Magnetic resonance methods are particularly suitable to investigate systems at the verge of magnetic order where the spin dynamics is often strongly determined by quantum criticality. Here, ferromagnetic (FM) quantum criticality is of particular interest as it is rarely observed in contrast to systems with antiferromagnetic quantum criticality. In this respect we investigated the evolution of ferromagnetic correlations in alloyed systems like Ce(Ti,V)Ge3, Fe(Ga,Ge)3 and Ta(Fe,V)2 where the proximity to a FM quantum critical point can be tuned by composition.
We furthermore investigated the magnetic resonance in correlated semimetals such as Kondo insulators like Fe(Sb,Te)2 as well as in various low dimensional spin systems.
Recently we were focusing our methods to systems having strong spin orbit coupling (SOC) because the spin orbit entanglement brought a significant progress in the field of quantum magnets and quantum metals. As prominent examples of a quantum magnet we studied the NMR of Kitaev honeycomb lattices (Li2RhO3, RuCl3, and Ae2IrO3 (Ae=Li,Na) ) and non-centrosymmetric heli-magnets like FeGe and MnSi which features a new sort of magnetic texture within the ferromagnetically ordered state, the Skyrmion lattice. Furthermore, we started with extensive investigations of the newly synthesized delafossite NaYbS2 which is a perfect triangular spin ½ system. With that we tackled the field of 4f-containing spin ½ quantum magnets where a strong SOC is believed to yield new exotic ground states (including quantum spin liquids).
Spin orbit entanglement and topology are key ingredients for entire new classes of materials like the „topological insulators“ or the „Dirac- and Weyl semimetals“. Among the latter class we investigated various transition-metal monopnictides (Nb,Ta)Pn (Pn=P,As) by NMR and optical spectroscopy to probe the Weyl fermion excitations in the bulk.

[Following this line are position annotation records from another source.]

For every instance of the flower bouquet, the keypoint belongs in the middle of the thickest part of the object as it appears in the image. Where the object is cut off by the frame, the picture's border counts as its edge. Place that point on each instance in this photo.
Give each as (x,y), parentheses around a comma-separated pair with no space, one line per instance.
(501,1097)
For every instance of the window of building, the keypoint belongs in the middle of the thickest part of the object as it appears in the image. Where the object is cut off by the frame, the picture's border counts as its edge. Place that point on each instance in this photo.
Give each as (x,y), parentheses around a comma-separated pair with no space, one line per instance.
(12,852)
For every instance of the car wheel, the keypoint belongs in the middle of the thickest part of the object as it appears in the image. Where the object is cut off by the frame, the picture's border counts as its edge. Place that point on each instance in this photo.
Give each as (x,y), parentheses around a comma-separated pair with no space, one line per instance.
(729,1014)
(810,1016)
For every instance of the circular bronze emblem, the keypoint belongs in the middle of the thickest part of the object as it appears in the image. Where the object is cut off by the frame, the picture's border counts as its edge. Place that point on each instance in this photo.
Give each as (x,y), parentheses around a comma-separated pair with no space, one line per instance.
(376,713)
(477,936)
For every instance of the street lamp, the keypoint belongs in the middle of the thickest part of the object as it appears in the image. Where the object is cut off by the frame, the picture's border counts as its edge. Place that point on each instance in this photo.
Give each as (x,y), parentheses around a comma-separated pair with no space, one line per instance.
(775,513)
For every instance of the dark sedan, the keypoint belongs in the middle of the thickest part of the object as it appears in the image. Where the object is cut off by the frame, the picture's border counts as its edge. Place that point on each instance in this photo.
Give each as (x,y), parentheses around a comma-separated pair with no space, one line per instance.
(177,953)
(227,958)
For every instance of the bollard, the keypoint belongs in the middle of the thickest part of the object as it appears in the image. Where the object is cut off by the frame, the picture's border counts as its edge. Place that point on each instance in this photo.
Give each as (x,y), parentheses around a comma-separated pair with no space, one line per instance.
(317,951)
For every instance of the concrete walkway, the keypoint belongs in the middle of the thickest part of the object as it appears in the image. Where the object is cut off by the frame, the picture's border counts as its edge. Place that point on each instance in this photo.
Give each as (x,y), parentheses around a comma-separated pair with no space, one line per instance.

Resonance and optical experiments are conducted over a wide range of temperatures (2-300K, ESR up to 1000K) and at magnetic fields up to 14 T. Recently we established NMR under pressure (up to 2 GPa). Furthermore we have access to temperatures below 2K in collaboration with the group of Prof. H.H. Klauss (TU Dresden) and with H. Kühne (HZDR Rossendorf research center) and to very high magnetic fields (Dresden High Magnetic Field Laboratory at HZDR).